Poor old Nicky Henderson is really struggling, now that Mick Fitzgerald has finally packed up. His new stable jockey, Barry Geraghty, is limping along at a strike-rate of one-in-three, and Henderson could scrape together only the five winners last Saturday. The three at Ascot were all ridden by Geraghty, while yesterday the new partnership also made a perfect start to the Hennessy Gold Cup meeting, one of the biggest of the year here at Henderson's local track.

That was not particularly by dint of their success in the opener, with Carole's Legacy, but rather a matter of how the day had begun, back at Seven Barrows. With bated breath, Henderson had watched Trabolgan trace out something of the vibrancy he showed in winning the Hennessy itself, three years ago tomorrow. And, for once in his life, Trabolgan seemed to emerge unscathed. "Barry schooled him over 10 fences, and he was very good," Henderson said. "It was the first time he's left the ground since the Hennessy."

This is the horse who had already beaten a subsequent Grand National winner, Comply Or Die, in the novices' championship at the Festival. But it turned out that his legs are made of Wedgwood, and only now is Henderson daring to draw up plans.

The trainer is pretty clear on the destination, less so on the route. "It has crossed my dotty mind to start over hurdles," he admitted. "Because there just isn't a race for him over fences. He's in the Boylesports Gold Cup, but I can't really see that being an ideal place to start, flat out over two and a half miles. In fairness, the handicapper has made a gesture to the horse, and put him back down to the same mark off which he won the Hennessy. But wherever he goes, I'll be working back from March."

Henderson's year always revolves around his meticulous preparations for the Cheltenham Festival, but his stable has certainly landed running this autumn and another big day beckons tomorrow. Oedipe is one of the Hennessy favourites, thanks to an impressive success at Aintree in the spring, but Geraghty surrenders the mount to Andrew Tinkler in order to ride Punjabi in the WBX Fighting Fifth Hurdle at Newcastle. Punjabi, the Smurfit Champion Hurdle third, must look to his laurels at Seven Barrows after the spectacular reappearance of Binocular at Haydock last weekend.

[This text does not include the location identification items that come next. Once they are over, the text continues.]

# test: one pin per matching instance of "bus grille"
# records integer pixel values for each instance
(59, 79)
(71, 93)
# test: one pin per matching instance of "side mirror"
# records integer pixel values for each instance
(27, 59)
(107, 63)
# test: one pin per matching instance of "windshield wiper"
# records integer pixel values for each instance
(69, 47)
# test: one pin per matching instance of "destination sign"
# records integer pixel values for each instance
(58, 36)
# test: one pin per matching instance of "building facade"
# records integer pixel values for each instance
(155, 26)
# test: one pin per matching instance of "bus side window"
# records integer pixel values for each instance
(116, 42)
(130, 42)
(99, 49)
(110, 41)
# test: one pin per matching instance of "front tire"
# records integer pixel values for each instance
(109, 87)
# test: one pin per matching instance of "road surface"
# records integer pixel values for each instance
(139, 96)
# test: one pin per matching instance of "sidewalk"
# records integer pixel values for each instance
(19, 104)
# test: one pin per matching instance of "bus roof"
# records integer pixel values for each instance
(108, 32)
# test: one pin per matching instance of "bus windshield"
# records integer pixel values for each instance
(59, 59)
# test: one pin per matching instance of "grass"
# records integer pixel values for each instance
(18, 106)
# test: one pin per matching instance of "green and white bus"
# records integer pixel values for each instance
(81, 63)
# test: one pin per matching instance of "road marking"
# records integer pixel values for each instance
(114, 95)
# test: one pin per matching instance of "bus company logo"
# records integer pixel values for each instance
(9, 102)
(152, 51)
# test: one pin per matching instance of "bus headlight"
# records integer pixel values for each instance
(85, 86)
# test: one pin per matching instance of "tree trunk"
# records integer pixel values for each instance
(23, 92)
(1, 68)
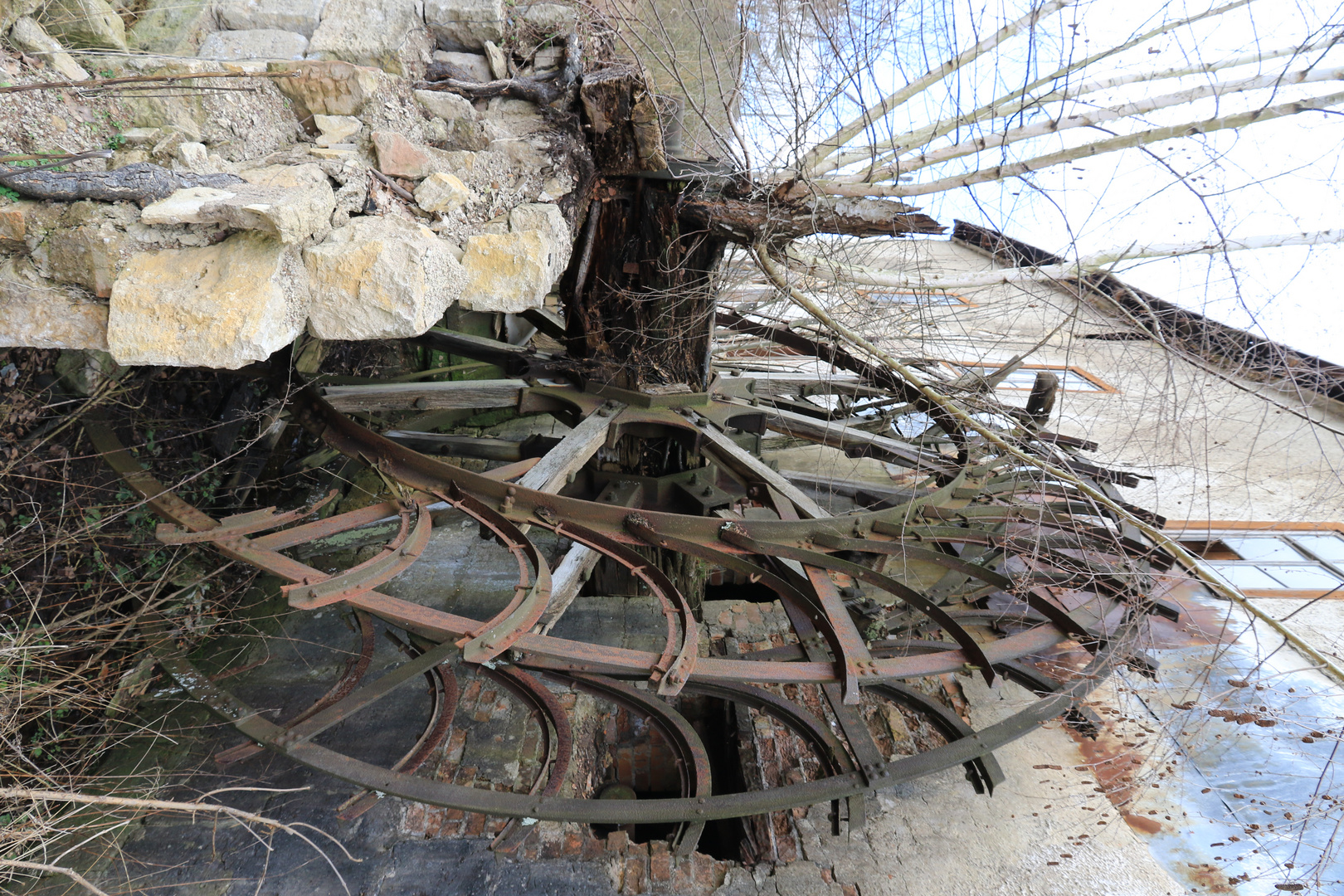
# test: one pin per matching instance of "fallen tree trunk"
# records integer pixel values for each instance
(140, 183)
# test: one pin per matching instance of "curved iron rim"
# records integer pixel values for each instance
(687, 809)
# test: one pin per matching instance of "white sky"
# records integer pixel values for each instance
(1272, 178)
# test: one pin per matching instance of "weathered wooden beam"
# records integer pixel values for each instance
(424, 397)
(747, 222)
(849, 438)
(566, 582)
(732, 455)
(572, 453)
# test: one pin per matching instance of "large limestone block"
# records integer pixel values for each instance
(465, 24)
(550, 222)
(446, 105)
(507, 271)
(381, 278)
(84, 246)
(327, 88)
(240, 123)
(14, 227)
(171, 27)
(14, 10)
(34, 41)
(385, 34)
(442, 192)
(43, 316)
(399, 158)
(550, 19)
(262, 43)
(222, 305)
(300, 17)
(85, 23)
(474, 65)
(285, 212)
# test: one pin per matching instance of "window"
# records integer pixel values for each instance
(1268, 561)
(1071, 379)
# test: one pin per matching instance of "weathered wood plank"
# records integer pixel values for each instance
(566, 581)
(845, 437)
(425, 397)
(570, 455)
(745, 462)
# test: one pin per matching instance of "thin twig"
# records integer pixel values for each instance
(54, 869)
(130, 802)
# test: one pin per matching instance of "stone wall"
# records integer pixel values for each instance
(303, 232)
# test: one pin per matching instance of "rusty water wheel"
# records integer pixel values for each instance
(969, 568)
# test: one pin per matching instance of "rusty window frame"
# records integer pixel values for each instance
(1281, 533)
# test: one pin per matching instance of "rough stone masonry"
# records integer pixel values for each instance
(342, 201)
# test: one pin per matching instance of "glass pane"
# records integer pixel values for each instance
(1304, 577)
(1019, 379)
(1077, 383)
(1262, 547)
(1327, 547)
(1244, 577)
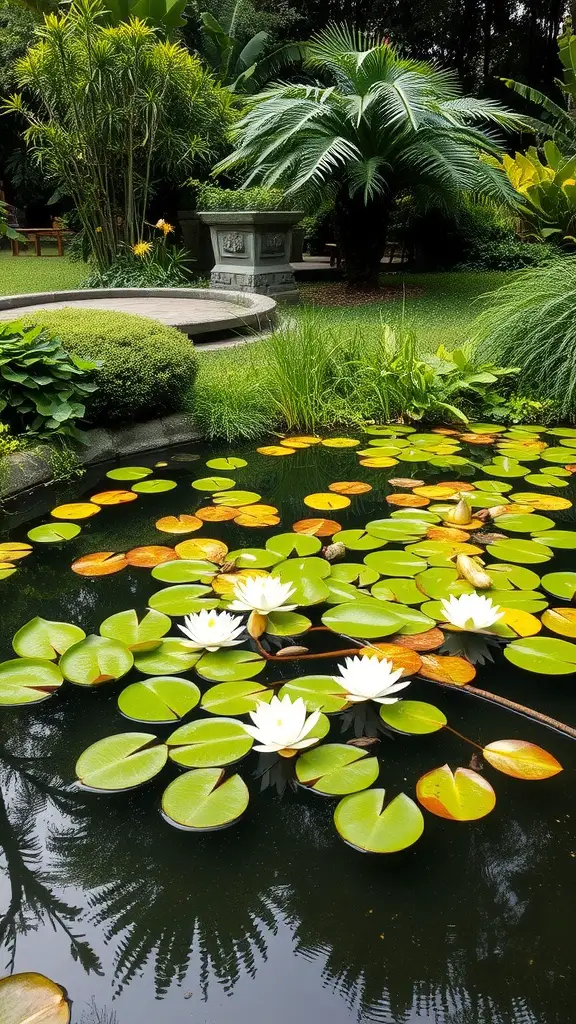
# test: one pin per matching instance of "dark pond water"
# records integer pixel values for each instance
(276, 918)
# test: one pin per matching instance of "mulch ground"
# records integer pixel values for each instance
(336, 294)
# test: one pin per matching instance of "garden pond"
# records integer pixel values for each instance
(203, 882)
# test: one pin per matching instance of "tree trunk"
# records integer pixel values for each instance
(361, 233)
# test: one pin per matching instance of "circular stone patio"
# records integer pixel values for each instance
(196, 311)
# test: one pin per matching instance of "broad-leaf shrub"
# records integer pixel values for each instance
(145, 368)
(43, 386)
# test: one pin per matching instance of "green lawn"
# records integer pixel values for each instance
(24, 274)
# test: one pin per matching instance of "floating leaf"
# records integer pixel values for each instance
(173, 655)
(137, 635)
(445, 669)
(413, 717)
(129, 473)
(28, 680)
(53, 532)
(45, 639)
(99, 563)
(462, 796)
(543, 655)
(366, 619)
(364, 823)
(202, 800)
(178, 523)
(230, 666)
(521, 759)
(335, 769)
(149, 556)
(75, 510)
(154, 486)
(210, 742)
(121, 762)
(183, 599)
(162, 699)
(32, 998)
(235, 698)
(94, 660)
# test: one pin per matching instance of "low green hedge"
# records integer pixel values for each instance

"Last year Punjabi went straight to the Christmas Hurdle, and it was a bit of a rush to get him there," Henderson recalled. "This time he has done plenty of work – much of it, I must admit, with Binocular. Obviously we've not been trying to find out if one is better than the other, but they can help each other. I mean, I can run faster than Oedipe at home, but I wouldn't go very far with Punjabi."

Oedipe's indolence prompts Henderson's one reservation, if conditions were to deteriorate. "A real slog might be a concern," he conceded. "I'm not saying he wouldn't stay, because we think he will. He's not a hard horse to get fit, but he's lazy, and it is his first run."

The Hennessy favourite is Big Buck's, whose trainer, Paul Nicholls, came up with another horse too good for Straw Bear in the next race. Top class over hurdles, Straw Bear had been annihilated by Tatenen at Cheltenham and this time could finish only third to Pasco, a horse Nicholls candidly placed in his second tier of novices. Nick Gifford, at once sending Straw Bear off to be scoped, admitted his flagship horse to be "a head-scratcher at the moment."

As for Big Buck's, Nicholls acknowledged that he remains a little timid in his approach to fences, albeit his schooling is a good deal more athletic and positive than in his novice season. The champion trainer also revisited the performance of Kauto Star at Haydock last Saturday, flat out when unseating over the last. "He's 100 per cent sound and cantered this morning," Nicholls said. "It was a slowly run race and, if you think about it, every time people say he is unimpressive, it has been a sprint. He wants a test of stamina nowadays."

Kauto Star had won only one race in Britain when Trabolgan was last seen, so his problems are relative – and no less so, in terms of the resources available, the achievement of Jeremy Scott in winning the day's biggest prize with Gone To Lunch. Scott has just a dozen boxes in his Somerset yard, but Gone To Lunch was beaten just a neck in a Grade One at Aintree in the spring and Tony McCoy got right to the bottom of him here, under pressure early but outstaying Tartak. It was a triumph of splendid perseverance – just not quite on the scale of the one at first light, up the road at Seven Barrows.